Dave Clement

Personal information
- Full name: David Thomas Clement
- Date of birth: 2 February 1948
- Place of birth: Battersea, England
- Date of death: 31 March 1982 (aged 34)
- Place of death: Battersea, England
- Position: Defender

Senior career*
- Years: Team / Apps / (Gls)
- 1965–1979: Queens Park Rangers / 407 / (22)
- 1979–1980: Bolton Wanderers / 33 / (0)
- 1980–1981: Fulham / 18 / (0)
- 1981–1982: Wimbledon / 9 / (2)
- Total:  / 467 / (24)

International career
- 1976–1977: England / 5 / (0)

= Dave Clement =

English footballer (1948–1982)

David Thomas Clement (2 February 1948 – 31 March 1982) was an English professional footballer. Clement played as a right fullback who developed his career with Queens Park Rangers through the club's youth set-up. Clement signed professional terms in 1965 and made his first team debut in the 1966-67 season. This season was a particularly memorable one for QPR, as they won the Third Division championship by a substantial margin of twelve points and also became the first ever Third Division club to win a major national trophy – the League Cup, defeating the First Division club West Bromwich Albion 3–2 at Wembley Stadium.

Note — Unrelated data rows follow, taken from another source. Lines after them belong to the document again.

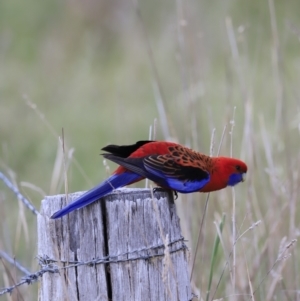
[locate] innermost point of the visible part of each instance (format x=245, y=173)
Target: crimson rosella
x=169, y=165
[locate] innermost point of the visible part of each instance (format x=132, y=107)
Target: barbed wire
x=19, y=195
x=50, y=265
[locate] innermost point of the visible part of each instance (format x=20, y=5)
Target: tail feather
x=113, y=182
x=124, y=151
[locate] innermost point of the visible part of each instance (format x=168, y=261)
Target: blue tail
x=113, y=182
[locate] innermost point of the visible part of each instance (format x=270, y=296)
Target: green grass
x=87, y=68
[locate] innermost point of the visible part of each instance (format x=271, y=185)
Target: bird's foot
x=155, y=189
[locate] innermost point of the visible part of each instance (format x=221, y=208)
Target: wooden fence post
x=128, y=246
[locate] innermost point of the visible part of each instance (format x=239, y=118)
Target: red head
x=225, y=172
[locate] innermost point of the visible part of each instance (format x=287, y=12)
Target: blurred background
x=105, y=71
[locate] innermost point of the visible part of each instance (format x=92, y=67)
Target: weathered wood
x=123, y=222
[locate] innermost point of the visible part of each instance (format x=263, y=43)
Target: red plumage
x=169, y=165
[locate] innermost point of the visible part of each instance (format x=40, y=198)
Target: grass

The following season, Clement became an established starting member of the team, making 34 appearances in another successful season for QPR as they gained promotion to the First Division. He missed only six games in the four seasons between 1970 and 1974, and made a total of 472 first team appearances for QPR during his fourteen year career at the club.

Clement was selected to represent England in March 1976, making his international debut against Wales. He won five full England caps in total, including two games against Italy.

In June 1979 Clement was transferred to Bolton Wanderers for a fee of £170,000. After playing 33 league games for them he then returned to London, signing in October 1980 for Fulham, where he made 18 league appearances.

Clement then joined Wimbledon in late August 1981. He played nine matches for the club, scoring twice, but broke his right leg during a match at Lincoln City in October 1981. Doctors feared that the injury was serious enough to end his career, although in an interview in early 1982, Clement stated that he hoped to continue playing for a few more years. On 31 March 1982, he died by suicide at his father-in-law's flat in Battersea, having suffered from depression for several years. He killed himself by poisoning himself with weed killer and he also stabbed himself with a kitchen knife. The official verdict at the coroner's inquest into Clement's death stated that a combination of his worries about his football career and the fact that he thought he was suffering from cancer caused him to take his own life.

A special memorial match for Clement was arranged by QPR in order to raise funds for his family, and was held at Loftus Road in the week prior to QPR's first ever FA Cup Final appearance in May 1982.

His younger son Neil, who was only three years old at the time of his father's death, later became a professional footballer himself and spent the majority of his career playing for West Bromwich Albion. His elder son Paul became a noted football coach who worked with Carlo Ancelotti at Chelsea, Paris Saint-Germain, Real Madrid and Bayern Munich, and was formerly manager at Swansea City, Reading and Derby County.